Nathan Myhrvold with Bill Gates in Seattle last week.

Intellectual Ventures has been in business since 2000, led by former Microsoft chief technology officer Nathan Myhrvold, with a bunch of different lab spaces filled with scientists working on all sorts of crazy high-tech projects — fueled in part by brainstorming sessions with the likes of Bill Gates.

This morning, Intellectual Ventures announced the latest fruit of that research, a spinoff company called Kymeta that will produce high-tech antennas based on metamaterials, making it easier for planes and other moving vehicles to receive broadband Internet connections from satellites.

And yet it’s only the second company that Intellectual Ventures has spun off in its 12 years in business. For a company that specializes in “invention capital,” that seems like a meager tally — potentially providing more fodder to critics of the company and its massive patent holdings.

So why haven’t there been more Intellectual Ventures spinoffs? Here’s how Casey Tegreene, Intellectual Ventures’ executive vice president and chief patent officer, answered our question:

“Spin-outs are just one way we monetize our portfolio.

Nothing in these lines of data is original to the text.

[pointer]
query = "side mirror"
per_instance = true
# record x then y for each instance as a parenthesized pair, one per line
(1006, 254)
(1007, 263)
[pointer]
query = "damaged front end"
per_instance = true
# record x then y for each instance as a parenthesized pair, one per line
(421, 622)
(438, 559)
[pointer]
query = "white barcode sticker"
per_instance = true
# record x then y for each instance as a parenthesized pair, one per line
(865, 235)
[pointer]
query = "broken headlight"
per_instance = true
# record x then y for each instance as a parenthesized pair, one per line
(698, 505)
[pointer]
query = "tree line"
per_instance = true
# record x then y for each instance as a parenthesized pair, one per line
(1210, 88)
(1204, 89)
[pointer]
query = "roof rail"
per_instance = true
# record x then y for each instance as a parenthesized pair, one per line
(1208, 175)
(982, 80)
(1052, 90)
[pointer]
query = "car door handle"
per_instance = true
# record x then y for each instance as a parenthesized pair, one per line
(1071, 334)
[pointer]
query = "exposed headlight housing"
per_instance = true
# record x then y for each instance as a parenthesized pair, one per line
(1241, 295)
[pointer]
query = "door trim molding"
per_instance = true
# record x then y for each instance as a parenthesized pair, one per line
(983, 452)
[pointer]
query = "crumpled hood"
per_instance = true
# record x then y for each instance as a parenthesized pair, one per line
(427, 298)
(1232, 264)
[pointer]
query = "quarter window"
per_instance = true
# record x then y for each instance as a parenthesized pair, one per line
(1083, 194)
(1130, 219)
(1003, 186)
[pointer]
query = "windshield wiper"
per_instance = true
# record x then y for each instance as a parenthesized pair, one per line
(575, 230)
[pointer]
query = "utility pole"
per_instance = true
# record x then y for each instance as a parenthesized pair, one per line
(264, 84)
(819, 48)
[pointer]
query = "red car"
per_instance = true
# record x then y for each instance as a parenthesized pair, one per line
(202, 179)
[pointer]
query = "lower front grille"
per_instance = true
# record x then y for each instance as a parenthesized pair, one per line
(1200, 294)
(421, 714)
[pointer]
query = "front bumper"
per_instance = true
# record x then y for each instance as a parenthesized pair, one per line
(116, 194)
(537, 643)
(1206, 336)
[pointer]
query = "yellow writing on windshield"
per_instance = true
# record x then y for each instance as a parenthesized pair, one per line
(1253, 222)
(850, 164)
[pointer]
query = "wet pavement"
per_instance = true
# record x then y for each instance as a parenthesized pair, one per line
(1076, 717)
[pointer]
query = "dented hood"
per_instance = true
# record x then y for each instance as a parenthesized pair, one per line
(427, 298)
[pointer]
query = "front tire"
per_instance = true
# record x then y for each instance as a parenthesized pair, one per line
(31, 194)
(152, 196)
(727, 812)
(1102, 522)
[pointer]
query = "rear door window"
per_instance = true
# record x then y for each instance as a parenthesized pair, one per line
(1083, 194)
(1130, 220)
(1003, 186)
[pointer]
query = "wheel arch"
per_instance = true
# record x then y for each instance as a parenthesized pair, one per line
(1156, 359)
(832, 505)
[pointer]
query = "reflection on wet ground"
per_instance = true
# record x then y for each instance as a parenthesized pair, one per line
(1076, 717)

Among the others are licensing to companies interested in developing products based on our technologies and broad licensing to industry generally, which we’ve been extremely active with the last few years.  Another approach we take to commercialization is to collaborate with companies to develop inventions that solve their current or future problems.

“Another factor in our timing is that we can take a longer-range view on technology than most companies. We often deliberately invent around emerging technology that’s several years out – both from a technology development perspective and in terms of market opportunities. We started inventing in 2003, so some of our early work is reaching the point where we have the IP, market conditions and mature technology to support spin-out companies and product development. We already have a few others in the works around other metamaterials inventions and other technologies.”

The other Intellectual Ventures spinoff was TerraPower, a company working an alternative nuclear reactor. Gates is an investor in both TerraPower and Kymeta.

Based in Redmond, Kymeta is led by Vern Fotheringham, a well-known Seattle-area entrepreneur who founded Advanced Radio Telecom. State corporations records list two Intellectual Ventures executives, Todd McIntyre and Eben Frankenberg, as directors of Kymeta along with Fotheringham. (UpdateMcIntyre and Frankenberg were part of the team that set Kymeta up to be spun off, but IV says they don’t have roles in the startup now that it’s on its own.)

Kymeta has big growth plans — already employing 15 people and aiming to add 75 more over the next year, primarily engineers, according to a spokesman.

For more on Intellectual Ventures, CNet News has an extensive behind-the-scenes look at the company today. Also see our recent interview with Myhrvold.

Note: IV’s date of founding corrected since original post.